Dr. Brandon Ross receives $500,000 through the National Science Foundation’s Faculty Early Career Development Program.

May 4, 2016


Hurricanes blow the roofs off buildings and earthquakes shake them to piles of rubble, but nature’s wrath pales in comparison to the biggest threat that structures face.

Nothing topples them quite like people, said Brandon Ross, an assistant professor of civil engineering at Clemson University.
The buildings that took so much time, effort and expense to erect become obsolete, sometimes in as little as 10 or 15 years, he said. The chunks of concrete and rebar are often hauled off to the landfill, while another building goes up in the same place.

Ross wants to make buildings more adaptable so that fewer face the wrecking ball before their time. His ideas for doing so have won him one of the nation’s top awards for early-career researchers.

He will receive $500,000 through the National Science Foundation’s Faculty Early Career Development Program.

Ross and his team will use the money to fund research that he hopes will change the way designers and owners think about buildings. He wants to develop a set of tools that help measure building adaptability, similar to the LEED certification that recognizes best strategies and practices for making buildings environmentally friendly.

“We’ve spent millions and millions of dollars on protecting buildings from earthquakes and hurricanes, but we have another problem we should also be focusing on– obsolescence,” Ross said. “Our buildings are constantly changing, yet we’re designing them with a mindset that they’re stagnant things.”

“My project is to investigate how we can build buildings right now so that in 10, 20, 50 or 100 years they can be easily adapted and changed. The implications are huge.”

Many strategies that save buildings from demolition are already in place, but how, when and where they are put into practice are scattershot.

Examples of building adaptability are plentiful.

The sturdy construction and wide open spaces of textile mills have made them ideal for conversion to condos. Floors in some buildings are covered with tiles that can be quickly removed and replaced when one gets damaged. Buildings could be made of pieces that fit together like Legos and later taken apart for reuse at another site.

The Brooklyn Bridge is also a good example of adaptability, Ross said. When the bridge was first built more than 130 years ago, a controversial decision was made to strengthen the span so it could handle locomotives, he said. They never came, but the stronger design later made it possible to drive cars and trucks over the bridge, Ross said.

“One of the fundamental principles in making things adaptable is making them stronger or bigger or giving them more capacity than we need right now,” he said.

Part of Ross’ research will revolve around quantifying how many buildings are torn down because they are obsolete. His team plans to develop a first-of-its kind international warehouse of information, the Database of Adaptation and Demolition projects (DAaD).

Ross cited data gathered by other researchers that lends weight to his ideas.

A survey of buildings  in the Minneapolis-St. Paul area between 2000 and 2003 found that obsolescence was the primary reason for demolition up to 60 percent of the time. Structural failures and deficiencies, including those caused by fire, were culpable in just 11 percent of demolitions.

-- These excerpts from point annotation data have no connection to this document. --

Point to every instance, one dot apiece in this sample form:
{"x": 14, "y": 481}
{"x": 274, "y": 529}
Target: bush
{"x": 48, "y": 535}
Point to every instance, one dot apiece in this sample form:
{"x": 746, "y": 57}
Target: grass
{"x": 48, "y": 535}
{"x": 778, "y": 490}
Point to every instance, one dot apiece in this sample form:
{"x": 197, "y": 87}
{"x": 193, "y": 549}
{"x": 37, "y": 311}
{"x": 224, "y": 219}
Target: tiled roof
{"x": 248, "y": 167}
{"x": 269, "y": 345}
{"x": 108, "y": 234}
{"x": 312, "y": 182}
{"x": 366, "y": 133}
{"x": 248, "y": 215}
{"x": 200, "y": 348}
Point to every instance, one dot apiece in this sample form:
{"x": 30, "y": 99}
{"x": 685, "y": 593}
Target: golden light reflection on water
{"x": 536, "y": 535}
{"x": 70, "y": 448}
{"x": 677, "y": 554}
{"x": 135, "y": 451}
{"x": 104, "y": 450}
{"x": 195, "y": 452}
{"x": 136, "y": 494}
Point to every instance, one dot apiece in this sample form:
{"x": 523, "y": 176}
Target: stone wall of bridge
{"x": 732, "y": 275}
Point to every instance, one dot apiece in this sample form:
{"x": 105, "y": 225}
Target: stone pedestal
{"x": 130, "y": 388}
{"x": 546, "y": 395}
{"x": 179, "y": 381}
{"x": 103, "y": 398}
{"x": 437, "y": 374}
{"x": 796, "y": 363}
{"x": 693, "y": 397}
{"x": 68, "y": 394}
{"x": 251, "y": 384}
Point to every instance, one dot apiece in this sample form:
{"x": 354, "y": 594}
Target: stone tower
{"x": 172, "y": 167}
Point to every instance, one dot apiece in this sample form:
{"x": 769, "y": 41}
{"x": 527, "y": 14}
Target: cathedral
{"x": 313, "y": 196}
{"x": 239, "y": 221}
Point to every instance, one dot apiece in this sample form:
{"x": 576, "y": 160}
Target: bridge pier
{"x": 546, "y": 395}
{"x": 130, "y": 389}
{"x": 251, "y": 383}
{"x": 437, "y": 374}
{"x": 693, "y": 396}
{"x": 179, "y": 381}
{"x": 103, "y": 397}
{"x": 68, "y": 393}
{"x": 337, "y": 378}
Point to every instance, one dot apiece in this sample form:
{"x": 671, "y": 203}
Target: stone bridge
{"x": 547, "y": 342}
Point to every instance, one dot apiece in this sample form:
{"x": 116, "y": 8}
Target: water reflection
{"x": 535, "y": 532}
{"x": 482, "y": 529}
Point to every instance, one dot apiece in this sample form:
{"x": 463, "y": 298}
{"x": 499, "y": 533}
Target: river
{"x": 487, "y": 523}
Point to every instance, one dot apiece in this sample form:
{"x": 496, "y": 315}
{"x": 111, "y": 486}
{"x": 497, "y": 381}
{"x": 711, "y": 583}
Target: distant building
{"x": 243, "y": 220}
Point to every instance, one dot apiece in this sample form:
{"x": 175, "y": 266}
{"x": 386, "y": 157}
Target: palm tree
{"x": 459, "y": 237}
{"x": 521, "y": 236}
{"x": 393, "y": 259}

“Similar trends have been observed in Japan and the United Kingdom,” Ross wrote in his research proposal. “The data demonstrate the critical need for design frameworks that treat obsolescence as a hazard and provide theories for mitigation.”

James R. Martin, chair of the Glenn Department of Civil Engineering, congratulated Ross on the award.

“Dr. Ross has won the National Science Foundation’s one of the most prestigious awards in support of junior faculty,” Martin said. “He exemplifies the role of teacher-scholar. Further, the overall theme of his research– restoring and improving urban infrastructure– fits squarely with the grand challenges as identified by the National Academy of Engineering.”

Ross has assembled a team of researchers that will stretch from Clemson to Australia, Hong Kong, Singapore and the United Kingdom. Their expertise includes real estate, architecture, and construction.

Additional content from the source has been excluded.